Юнкер довольно кивнул и подлил ему пива.
Хинрик, видя, что кувшин пошёл в ход, схватил свою медную кружку с полки и, пересилив всегдашнюю боязнь к Юнкеру, подошёл к столу.
— Не мог бы добрый господин и мне, подлому, но верному слуге налить? — обратился он к рыцарю. — Язык от жажды распух, к нёбу прилип и едва ворочается.

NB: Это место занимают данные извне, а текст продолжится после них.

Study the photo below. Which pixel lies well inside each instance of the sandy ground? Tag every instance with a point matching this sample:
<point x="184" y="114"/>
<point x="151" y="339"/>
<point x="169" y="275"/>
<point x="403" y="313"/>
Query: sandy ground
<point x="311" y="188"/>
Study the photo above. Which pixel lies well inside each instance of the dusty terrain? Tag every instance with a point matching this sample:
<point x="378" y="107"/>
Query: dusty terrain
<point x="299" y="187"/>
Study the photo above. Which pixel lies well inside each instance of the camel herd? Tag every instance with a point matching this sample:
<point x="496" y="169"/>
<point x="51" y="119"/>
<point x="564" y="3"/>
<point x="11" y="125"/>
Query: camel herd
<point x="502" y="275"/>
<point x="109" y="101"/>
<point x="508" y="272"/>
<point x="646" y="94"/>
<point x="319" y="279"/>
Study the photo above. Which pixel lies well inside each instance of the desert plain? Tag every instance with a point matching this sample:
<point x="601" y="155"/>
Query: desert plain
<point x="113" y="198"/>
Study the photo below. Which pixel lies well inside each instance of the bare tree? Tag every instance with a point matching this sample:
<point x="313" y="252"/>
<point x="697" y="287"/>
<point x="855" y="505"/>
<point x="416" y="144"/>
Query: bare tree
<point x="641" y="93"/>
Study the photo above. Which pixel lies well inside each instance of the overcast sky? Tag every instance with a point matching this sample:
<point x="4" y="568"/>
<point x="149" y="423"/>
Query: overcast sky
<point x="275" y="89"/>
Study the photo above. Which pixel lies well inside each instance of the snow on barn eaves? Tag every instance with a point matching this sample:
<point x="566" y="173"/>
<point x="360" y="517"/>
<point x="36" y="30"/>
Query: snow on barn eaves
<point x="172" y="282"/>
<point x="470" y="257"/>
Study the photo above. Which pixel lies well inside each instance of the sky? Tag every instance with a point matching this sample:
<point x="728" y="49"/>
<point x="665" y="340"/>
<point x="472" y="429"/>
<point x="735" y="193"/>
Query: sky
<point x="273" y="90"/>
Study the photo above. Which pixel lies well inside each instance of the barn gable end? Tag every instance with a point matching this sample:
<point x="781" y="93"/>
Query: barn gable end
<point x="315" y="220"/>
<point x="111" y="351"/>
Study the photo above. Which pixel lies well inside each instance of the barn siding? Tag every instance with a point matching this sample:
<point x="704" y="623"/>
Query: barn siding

Кнехт, взглянув на нахального слугу, вскинул брови:
— Похоже, язык у тебя, парень, ворочается славно. Я таких наглых слуг отродясь не видал...
Но Юнкер молча налил пива Хинрику. Непонятный это был человек — рыцарь Юнкер; кажется, он должен был вспыхнуть уже от того, что слуга без разрешения приблизился к нему, а он не вспыхнул; более того, не побрезговал собственной рукой, какою наказывал врагов благородных, налить из своего кувшина подлому.
Хинрик облизнулся, видя, что его кружка до краёв полна, поклонился Юнкеру и отошёл от стола на несколько шагов. Повернувшись к Юнкеру и кнехту боком, Хинрик отпил несколько глотков и, глядя в кружку, произнёс следующее:
— Не человеку я говорю, не этому благородному рыцарю Маркварду Юнкеру и не этому ландскнехту, имени которого не знаю, а говорю я кружке — моей старой кружке, которая, будучи полна, никогда меня не подводила и которая тайны моей не выдаст...
Юнкер и кнехт переглянулись, усмехнулись.
Хинрик продолжал:
— Хотя господин Николаус и добрый господин, и щедрый, и мелким проступком слугу не попрекнул, и словом худым не обидел, а думается мне, глупому слуге, человеку недостойному, что опасный он господин. Почему же он опасный господин, спросишь ты меня, кружка. И я отвечу, скажу тебе по секрету: рисует он вечерами большую крепость на холсте, и очень похожа нарисованная крепость на Феллин.